I don’t usually write about politics, and I won’t today, not directly. What I want to talk about is courage.

What we do, us writers, takes a lot of courage. It obviously doesn’t take any special bravery to physically sit down at a desk and type something in. No, I’m talking emotional bravery, commitment to your art, the courage of your convictions. And if you want your stuff to be any good, you have to push even more, beyond the fear, and lay yourself naked and defenseless on the page. The best work is when you write about what makes you nervous, what you’re ashamed of, your deepest darkest secrets. As Steve Almond says, “Run screaming toward the pain.”

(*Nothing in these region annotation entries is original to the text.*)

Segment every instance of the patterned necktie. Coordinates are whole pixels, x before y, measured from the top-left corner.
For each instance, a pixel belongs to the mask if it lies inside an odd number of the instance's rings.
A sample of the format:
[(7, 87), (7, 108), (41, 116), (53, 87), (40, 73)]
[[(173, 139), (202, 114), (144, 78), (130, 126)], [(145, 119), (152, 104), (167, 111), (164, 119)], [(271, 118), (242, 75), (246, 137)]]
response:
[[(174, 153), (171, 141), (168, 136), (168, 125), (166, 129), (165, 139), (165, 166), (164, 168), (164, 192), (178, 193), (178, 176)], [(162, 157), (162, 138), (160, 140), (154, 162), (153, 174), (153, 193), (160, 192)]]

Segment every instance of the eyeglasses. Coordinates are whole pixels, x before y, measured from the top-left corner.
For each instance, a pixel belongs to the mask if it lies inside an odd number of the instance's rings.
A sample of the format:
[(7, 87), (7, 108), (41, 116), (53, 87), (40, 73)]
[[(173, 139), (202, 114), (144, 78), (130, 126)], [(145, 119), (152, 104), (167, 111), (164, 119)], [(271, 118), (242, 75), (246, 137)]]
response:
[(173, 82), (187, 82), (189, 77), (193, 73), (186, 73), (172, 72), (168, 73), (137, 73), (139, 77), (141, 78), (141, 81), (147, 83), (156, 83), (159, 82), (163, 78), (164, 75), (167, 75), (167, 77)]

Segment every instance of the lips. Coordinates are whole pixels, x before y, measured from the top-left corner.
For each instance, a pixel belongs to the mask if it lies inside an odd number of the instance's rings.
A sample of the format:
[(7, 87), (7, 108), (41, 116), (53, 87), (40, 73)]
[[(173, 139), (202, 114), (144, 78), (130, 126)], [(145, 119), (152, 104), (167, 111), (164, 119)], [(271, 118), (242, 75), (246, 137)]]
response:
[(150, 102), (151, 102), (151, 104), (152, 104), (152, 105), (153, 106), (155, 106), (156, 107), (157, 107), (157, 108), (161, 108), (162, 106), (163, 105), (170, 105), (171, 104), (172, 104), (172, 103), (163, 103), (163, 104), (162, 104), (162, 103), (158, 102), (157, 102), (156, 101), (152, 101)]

This is something I try to do with all my writing. I have to say, I don’t generally worry about what people think, even my mom. (Hi, Mom!) I write the subjects that fascinate me and tweak me. However, the courage that often challenges me is the emotional courage of confronting things inside me. Those really hard things. Like writing about when we lost our first baby in utero at six months. It took a long time and lots of writers block to get to that one. Finally I just had to sit down and write as if I were talking through an outline. That’s the only way I could get started. It’s things like this, the painful things, that challenge me the most.

Why am I writing about this? A report about the Wyoming Legislature by Rachel Maddow.  As I’m sure you know, Wyoming is conservative and republican, and I’m a liberal democrat. So I have some differences of opinion with some of my fellow citizens. But this report made me so proud to be a Wyomingite!

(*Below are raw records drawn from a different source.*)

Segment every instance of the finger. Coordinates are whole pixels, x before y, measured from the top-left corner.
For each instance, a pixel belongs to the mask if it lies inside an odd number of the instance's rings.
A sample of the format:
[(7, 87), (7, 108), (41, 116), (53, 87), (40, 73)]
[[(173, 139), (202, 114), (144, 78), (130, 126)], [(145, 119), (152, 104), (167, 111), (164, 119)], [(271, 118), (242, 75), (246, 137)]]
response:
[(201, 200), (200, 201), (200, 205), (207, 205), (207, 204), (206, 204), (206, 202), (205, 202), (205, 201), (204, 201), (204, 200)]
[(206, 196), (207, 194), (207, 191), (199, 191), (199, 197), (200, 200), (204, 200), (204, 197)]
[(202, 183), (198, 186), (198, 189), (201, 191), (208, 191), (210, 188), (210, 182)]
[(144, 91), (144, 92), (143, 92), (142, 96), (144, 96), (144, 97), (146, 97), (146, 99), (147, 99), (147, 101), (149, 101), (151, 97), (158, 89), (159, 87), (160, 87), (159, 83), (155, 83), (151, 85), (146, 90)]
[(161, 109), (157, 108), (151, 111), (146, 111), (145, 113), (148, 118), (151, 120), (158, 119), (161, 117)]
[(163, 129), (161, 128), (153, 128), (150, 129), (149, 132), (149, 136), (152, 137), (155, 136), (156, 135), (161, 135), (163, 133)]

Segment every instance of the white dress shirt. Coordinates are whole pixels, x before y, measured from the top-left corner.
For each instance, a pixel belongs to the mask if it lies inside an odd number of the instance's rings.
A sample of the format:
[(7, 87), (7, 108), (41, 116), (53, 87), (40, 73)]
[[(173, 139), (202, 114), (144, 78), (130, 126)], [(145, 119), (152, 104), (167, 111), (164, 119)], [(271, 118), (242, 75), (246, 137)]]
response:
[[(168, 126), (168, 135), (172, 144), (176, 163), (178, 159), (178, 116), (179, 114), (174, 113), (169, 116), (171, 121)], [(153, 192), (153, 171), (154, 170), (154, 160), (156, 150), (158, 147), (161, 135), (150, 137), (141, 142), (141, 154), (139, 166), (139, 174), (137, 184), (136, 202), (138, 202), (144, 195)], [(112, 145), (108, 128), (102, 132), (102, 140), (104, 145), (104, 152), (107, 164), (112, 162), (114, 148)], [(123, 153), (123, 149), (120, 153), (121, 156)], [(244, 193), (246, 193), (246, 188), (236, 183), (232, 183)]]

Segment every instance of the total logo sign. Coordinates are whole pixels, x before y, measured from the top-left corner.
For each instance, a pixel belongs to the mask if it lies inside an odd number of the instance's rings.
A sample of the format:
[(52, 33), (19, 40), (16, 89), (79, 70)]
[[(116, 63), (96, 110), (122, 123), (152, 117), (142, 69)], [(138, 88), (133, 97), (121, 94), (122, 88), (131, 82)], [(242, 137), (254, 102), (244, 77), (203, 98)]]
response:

This story is not going to turn out the way you expect it, by the way.  I won't summarize it.  I'll let you go watch it.

Whether you’re republican or democrat, whether you’re for or against abortion, these legislators’ courage to speak (personal) truth to power is amazing. I mean, Rep. Sue Wallis’s courage to tell her own personal story ON THE FLOOR of the Wyoming House.

Oh, and there’s that legislator (Texas, was it?) that stood and told his story in order to encourage gay youths. I can’t seem to find it online at the moment. Such courage.  (I found it. Fort Worth City Councilman Joel Burns.)

I’m going to remember these every time I’m sniveling in my cups.

Question of the Day: Who else do you know who’s had such courage?